A Pretext for Overreach 

Officials have attempted to justify the proposed oversight by citing concerns over the digital age. Nguyễn Tiến Cường, a representative of Department A05, claimed that issues like fake news, misleading ads, and “deviant content” create a need to manage KOLs. But this rationale does not hold up to scrutiny.

First, the justification rests on vague terminology. What exactly counts as “deviant content”? And who has the authority to define what is “standard” for a society?

Second, the argument about misleading ads misidentifies the responsible authority. If KOLs are involved in product promotion, that activity falls squarely within the realm of commerce and advertising. These are not police matters. 

The legal responsibility belongs to the Ministry of Industry and Trade (under Article 2 of Decree 96/2022/NĐ-CP) and the Ministry of Information and Communications (per Clauses 8–9, Article 2 of Decree 48/2022/NĐ-CP).

Assigning this role to the MPS would create a clear overlap of authority and represent a blatant overreach of power. Legally, the ministry’s scope is security, not commercial credibility. Expanding into “reputation scoring” would be a meddlesome intrusion into areas far beyond its mandate.

Learning from China

It is no secret that Vietnamese officials often look to China for policy “inspiration.” Indeed, China took the lead in perceiving the “danger” of online personalities, tightening control over KOLs, influencers, and livestreamers through a complex regulatory system.

Chinese regulations require influencers to register, obtain identification codes, and in some sectors—like finance, law, or healthcare—hold professional licenses to livestream. Their speech and conduct are also monitored through ranking systems and credibility scores.

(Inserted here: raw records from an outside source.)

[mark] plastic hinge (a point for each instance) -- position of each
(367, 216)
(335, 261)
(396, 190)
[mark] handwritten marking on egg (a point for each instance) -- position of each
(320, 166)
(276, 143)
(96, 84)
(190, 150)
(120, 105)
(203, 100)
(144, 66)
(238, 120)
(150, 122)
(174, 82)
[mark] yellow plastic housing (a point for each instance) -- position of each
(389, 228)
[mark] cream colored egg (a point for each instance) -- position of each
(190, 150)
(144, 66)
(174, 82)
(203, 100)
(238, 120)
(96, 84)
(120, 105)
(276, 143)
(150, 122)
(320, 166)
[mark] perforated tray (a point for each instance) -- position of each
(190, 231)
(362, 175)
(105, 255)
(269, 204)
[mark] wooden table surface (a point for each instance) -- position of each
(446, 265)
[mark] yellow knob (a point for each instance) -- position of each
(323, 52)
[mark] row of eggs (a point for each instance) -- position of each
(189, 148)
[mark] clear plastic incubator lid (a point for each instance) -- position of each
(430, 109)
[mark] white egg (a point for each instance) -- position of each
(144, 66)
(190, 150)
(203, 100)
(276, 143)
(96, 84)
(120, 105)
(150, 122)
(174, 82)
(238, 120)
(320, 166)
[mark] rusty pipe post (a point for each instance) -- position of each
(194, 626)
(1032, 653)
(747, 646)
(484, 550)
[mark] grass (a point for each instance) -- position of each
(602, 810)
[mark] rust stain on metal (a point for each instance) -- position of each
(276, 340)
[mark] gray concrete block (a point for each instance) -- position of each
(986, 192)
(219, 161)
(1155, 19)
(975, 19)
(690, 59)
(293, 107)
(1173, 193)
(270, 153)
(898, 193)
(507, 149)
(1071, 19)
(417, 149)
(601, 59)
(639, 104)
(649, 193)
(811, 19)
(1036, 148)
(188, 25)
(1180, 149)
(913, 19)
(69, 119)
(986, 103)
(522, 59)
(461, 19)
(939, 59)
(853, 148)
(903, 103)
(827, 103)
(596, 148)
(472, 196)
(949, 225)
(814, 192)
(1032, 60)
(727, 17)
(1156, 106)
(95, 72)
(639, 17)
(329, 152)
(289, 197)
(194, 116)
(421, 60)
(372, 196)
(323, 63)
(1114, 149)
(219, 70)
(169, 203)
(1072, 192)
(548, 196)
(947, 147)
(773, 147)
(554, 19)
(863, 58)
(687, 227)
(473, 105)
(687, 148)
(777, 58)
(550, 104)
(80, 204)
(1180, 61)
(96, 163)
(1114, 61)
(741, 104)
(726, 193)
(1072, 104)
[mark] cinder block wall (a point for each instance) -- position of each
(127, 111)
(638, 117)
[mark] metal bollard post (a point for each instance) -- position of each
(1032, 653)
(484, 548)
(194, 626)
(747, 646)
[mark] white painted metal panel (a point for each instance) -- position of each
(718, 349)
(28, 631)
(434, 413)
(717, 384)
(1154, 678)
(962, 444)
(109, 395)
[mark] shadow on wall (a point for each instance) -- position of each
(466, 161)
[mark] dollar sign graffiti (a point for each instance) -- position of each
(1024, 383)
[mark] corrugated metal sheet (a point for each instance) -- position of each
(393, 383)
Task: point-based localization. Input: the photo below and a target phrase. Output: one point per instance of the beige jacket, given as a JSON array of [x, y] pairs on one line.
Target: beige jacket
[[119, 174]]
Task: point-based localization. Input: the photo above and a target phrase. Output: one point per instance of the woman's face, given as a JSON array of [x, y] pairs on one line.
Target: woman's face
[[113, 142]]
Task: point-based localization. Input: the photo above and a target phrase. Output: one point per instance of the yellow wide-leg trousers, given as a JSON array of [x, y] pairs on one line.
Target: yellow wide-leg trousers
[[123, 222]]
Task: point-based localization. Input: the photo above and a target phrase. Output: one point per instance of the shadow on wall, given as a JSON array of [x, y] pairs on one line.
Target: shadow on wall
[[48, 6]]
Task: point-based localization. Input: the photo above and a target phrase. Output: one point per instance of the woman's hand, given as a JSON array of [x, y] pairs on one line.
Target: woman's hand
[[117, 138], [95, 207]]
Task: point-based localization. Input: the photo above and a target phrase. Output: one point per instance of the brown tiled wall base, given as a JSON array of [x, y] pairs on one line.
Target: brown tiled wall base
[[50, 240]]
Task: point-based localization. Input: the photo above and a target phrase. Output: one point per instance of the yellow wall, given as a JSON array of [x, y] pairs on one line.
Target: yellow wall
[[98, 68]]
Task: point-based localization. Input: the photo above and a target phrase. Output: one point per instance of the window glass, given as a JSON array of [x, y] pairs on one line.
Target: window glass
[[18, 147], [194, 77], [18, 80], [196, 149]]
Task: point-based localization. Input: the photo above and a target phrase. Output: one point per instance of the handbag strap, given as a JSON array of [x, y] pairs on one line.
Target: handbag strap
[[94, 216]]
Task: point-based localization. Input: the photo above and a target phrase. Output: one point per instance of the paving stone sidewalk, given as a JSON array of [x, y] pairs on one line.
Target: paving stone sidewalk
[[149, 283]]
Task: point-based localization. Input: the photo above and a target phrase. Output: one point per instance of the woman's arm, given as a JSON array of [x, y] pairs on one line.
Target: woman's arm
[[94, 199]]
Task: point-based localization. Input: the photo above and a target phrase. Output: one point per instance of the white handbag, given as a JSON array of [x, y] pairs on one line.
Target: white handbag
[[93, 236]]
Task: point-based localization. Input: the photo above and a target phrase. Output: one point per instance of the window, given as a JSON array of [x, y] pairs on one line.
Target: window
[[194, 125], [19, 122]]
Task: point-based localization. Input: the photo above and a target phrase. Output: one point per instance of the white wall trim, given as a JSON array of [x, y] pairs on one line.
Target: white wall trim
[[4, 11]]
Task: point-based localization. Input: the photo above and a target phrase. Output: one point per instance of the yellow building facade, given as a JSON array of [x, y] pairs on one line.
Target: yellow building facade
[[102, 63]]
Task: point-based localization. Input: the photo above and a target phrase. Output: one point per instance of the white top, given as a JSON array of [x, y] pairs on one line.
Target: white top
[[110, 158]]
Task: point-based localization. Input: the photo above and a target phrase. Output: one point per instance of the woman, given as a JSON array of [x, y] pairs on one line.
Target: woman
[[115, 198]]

A key component is the “Code of Conduct for Online Hosts,” which lays out specific legal norms. Article 13 mandates that livestreamers in specialized fields must hold valid certifications, and platforms are responsible for verifying them. Further, Articles 17–18 of the Code establish a credit-based supervision mechanism, complete with reputation scores, yellow and red card warnings, and blacklists. This effectively functions as a social credit system for online speech.

These rules are reinforced by regulations like the 2016 “Measures for the Administration of Internet Live-Streaming Services,” which require platforms to verify identities and report to authorities. In essence, China’s system does not merely censor content—it categorizes, ranks, and filters individuals, turning livestreaming into a heavily regulated profession.

While this framework may be presented as a “risk management” tool, its true function is to homogenize diversity of thought and reduce all opinions to a single “standard” defined by the state.

A defining trait of Việt Nam’s emerging police-state model is the overreach of the Ministry of Public Security, which is concentrating power in an apparatus designed more to control society than to serve it.

Viewed through a historical lens, this system resembles an absolutist monarchy. In those regimes, kings wielded supreme authority, relying on secret police and repression to protect the throne. Vague terms like “treason” or “insulting the sovereign” were used to justify the elimination of dissent, and law existed not to uphold justice, but to enforce the king’s will.

The modern parallels are clear. Vague concepts like “national security” or “abuse of democratic freedoms” have become the new catch-all justifications for silencing speech. In this framework, law enforcement evolves into a mechanism for protecting the regime first, and the people second. Police power seeps beyond combating crime into the realms of expression, assembly, and culture.

The only difference is the source of legitimacy. While monarchies relied on the divine “Mandate of Heaven,” today’s police states rest on ideology and security anxiety. Yet, both share the same underlying logic: the survival of the regime is equated with the survival of the nation, thereby rationalizing any and all forms of control.